The b9204 release of llama.cpp has been announced, featuring support for d_conv=15 in the ssm-conv.cu module. This update is part of the ModalityConditionalAdapters branch and enhances the framework's capabilities for developers. The release maintains compatibility with a broad array of platforms, including macOS, Linux, and Windows, and supports various hardware configurations such as Apple Silicon and Vulkan.

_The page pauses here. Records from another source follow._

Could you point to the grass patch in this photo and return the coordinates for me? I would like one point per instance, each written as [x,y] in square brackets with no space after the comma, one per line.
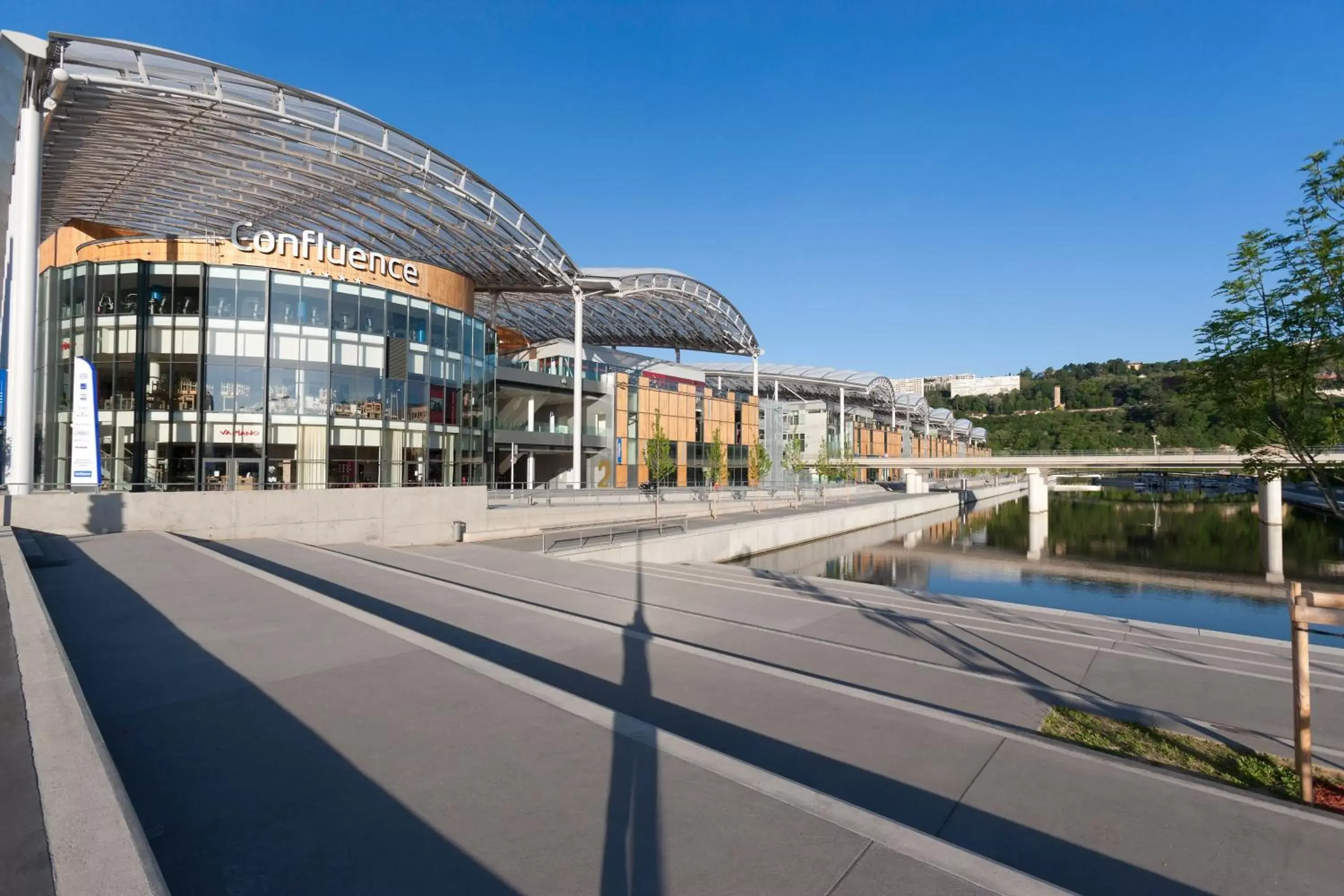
[1199,755]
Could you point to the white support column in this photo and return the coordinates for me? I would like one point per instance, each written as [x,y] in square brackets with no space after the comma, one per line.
[1038,495]
[1272,501]
[23,295]
[1272,530]
[577,425]
[1038,534]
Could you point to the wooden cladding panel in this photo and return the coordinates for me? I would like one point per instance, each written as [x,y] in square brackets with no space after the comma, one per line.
[436,284]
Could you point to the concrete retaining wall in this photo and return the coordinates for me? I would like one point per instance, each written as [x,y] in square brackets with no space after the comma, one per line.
[742,539]
[517,521]
[315,516]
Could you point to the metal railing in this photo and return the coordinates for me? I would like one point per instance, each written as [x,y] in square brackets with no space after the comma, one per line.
[582,535]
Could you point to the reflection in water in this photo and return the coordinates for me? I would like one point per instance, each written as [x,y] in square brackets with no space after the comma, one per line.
[1190,563]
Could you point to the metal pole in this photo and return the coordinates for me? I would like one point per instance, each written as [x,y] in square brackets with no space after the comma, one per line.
[577,428]
[23,291]
[842,422]
[1301,695]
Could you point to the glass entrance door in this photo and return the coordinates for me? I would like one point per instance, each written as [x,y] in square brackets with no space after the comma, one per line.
[229,474]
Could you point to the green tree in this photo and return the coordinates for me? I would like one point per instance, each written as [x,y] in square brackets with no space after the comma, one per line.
[658,454]
[793,462]
[758,464]
[826,464]
[1273,354]
[717,461]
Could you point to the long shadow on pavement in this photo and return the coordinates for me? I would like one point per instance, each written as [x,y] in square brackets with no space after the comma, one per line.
[1057,860]
[237,796]
[632,862]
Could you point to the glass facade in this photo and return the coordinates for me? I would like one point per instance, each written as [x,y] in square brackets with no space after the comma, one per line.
[244,378]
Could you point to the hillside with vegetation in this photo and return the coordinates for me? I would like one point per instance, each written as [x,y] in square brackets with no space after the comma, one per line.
[1107,406]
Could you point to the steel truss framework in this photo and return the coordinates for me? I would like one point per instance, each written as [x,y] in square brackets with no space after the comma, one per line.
[167,144]
[869,390]
[650,308]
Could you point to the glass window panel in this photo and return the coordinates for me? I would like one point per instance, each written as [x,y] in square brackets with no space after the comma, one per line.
[68,277]
[343,396]
[346,308]
[252,295]
[183,388]
[394,402]
[222,296]
[248,389]
[220,386]
[315,303]
[373,306]
[417,402]
[158,386]
[418,331]
[439,322]
[128,288]
[314,392]
[160,289]
[370,393]
[436,404]
[186,291]
[285,295]
[455,332]
[397,318]
[105,291]
[124,388]
[80,295]
[283,392]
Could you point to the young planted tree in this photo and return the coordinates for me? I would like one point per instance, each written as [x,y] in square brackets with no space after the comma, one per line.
[827,466]
[793,464]
[1275,354]
[758,464]
[658,457]
[717,461]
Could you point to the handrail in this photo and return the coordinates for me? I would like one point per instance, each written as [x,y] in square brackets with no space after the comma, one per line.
[612,530]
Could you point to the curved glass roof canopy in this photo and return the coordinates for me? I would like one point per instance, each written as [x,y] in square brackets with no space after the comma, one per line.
[163,143]
[167,144]
[811,382]
[651,308]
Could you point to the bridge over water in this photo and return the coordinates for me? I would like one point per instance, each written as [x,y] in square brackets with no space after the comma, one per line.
[1167,460]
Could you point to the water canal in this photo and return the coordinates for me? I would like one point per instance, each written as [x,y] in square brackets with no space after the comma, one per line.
[1182,559]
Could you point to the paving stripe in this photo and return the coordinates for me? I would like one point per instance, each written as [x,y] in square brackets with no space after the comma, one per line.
[1062,696]
[924,848]
[991,624]
[1154,630]
[901,704]
[972,628]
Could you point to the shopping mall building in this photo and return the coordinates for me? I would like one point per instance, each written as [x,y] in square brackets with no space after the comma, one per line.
[279,291]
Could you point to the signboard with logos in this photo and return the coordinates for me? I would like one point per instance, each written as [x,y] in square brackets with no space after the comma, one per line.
[85,445]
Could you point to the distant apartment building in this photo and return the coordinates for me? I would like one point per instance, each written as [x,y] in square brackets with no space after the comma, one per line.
[968,385]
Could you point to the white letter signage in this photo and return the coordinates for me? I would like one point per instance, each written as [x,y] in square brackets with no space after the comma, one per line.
[85,466]
[314,242]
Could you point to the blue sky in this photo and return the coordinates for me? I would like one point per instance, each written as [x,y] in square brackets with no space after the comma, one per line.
[905,187]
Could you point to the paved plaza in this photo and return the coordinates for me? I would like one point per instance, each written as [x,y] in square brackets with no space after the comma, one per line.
[484,720]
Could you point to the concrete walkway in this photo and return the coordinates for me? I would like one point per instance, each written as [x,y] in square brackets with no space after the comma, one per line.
[293,719]
[733,513]
[25,863]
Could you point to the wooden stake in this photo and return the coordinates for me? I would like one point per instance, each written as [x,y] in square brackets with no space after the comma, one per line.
[1301,694]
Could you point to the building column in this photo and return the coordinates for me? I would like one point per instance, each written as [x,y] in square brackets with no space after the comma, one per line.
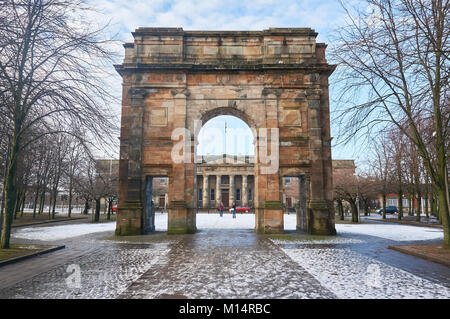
[205,191]
[218,192]
[232,189]
[244,194]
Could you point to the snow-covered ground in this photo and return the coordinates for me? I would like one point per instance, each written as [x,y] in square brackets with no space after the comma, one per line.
[349,274]
[242,221]
[52,233]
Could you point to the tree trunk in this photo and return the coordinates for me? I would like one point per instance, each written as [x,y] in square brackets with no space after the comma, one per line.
[354,209]
[411,204]
[419,206]
[55,196]
[24,198]
[443,213]
[400,205]
[10,190]
[42,202]
[70,199]
[86,205]
[341,210]
[109,209]
[17,203]
[97,210]
[36,196]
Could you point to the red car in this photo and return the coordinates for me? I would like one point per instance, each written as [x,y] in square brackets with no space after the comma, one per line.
[241,209]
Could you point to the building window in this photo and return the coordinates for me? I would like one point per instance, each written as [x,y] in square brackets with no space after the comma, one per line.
[405,202]
[392,201]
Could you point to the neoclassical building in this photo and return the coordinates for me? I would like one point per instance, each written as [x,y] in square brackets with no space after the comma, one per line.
[176,80]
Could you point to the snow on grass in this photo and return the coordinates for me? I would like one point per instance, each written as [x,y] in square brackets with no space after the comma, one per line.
[349,274]
[395,232]
[52,233]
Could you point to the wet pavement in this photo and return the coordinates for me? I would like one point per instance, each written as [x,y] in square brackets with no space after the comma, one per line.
[224,263]
[227,264]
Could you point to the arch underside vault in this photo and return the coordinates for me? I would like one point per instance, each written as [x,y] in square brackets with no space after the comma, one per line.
[179,84]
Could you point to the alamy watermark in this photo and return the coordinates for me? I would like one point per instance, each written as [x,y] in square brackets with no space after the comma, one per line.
[266,145]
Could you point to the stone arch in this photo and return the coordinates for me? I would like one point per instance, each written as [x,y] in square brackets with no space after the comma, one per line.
[212,113]
[184,78]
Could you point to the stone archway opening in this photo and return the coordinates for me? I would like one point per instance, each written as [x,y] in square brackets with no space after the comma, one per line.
[225,166]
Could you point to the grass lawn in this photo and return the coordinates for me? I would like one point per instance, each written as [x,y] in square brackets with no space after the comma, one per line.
[27,218]
[20,250]
[433,252]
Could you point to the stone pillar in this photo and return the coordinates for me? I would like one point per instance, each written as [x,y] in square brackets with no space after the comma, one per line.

This update focuses on improving the technical infrastructure rather than introducing new models.
Read originalThe latest b9296 release of llama.cpp continues its trend of broadening platform compatibility, making it a versatile tool for developers across various systems. Notably, this update includes support for macOS Apple Silicon with KleidiAI enabled, and expands its reach on Windows with CUDA 12 and 13 DLLs. The inclusion of ROCm 7.2 for Ubuntu x64 further enhances its utility for AMD GPU users. While there are no groundbreaking new features, the release solidifies llama.cpp's position as a go-to runtime for diverse hardware configurations, ensuring developers can leverage its capabilities across a wide array of environments.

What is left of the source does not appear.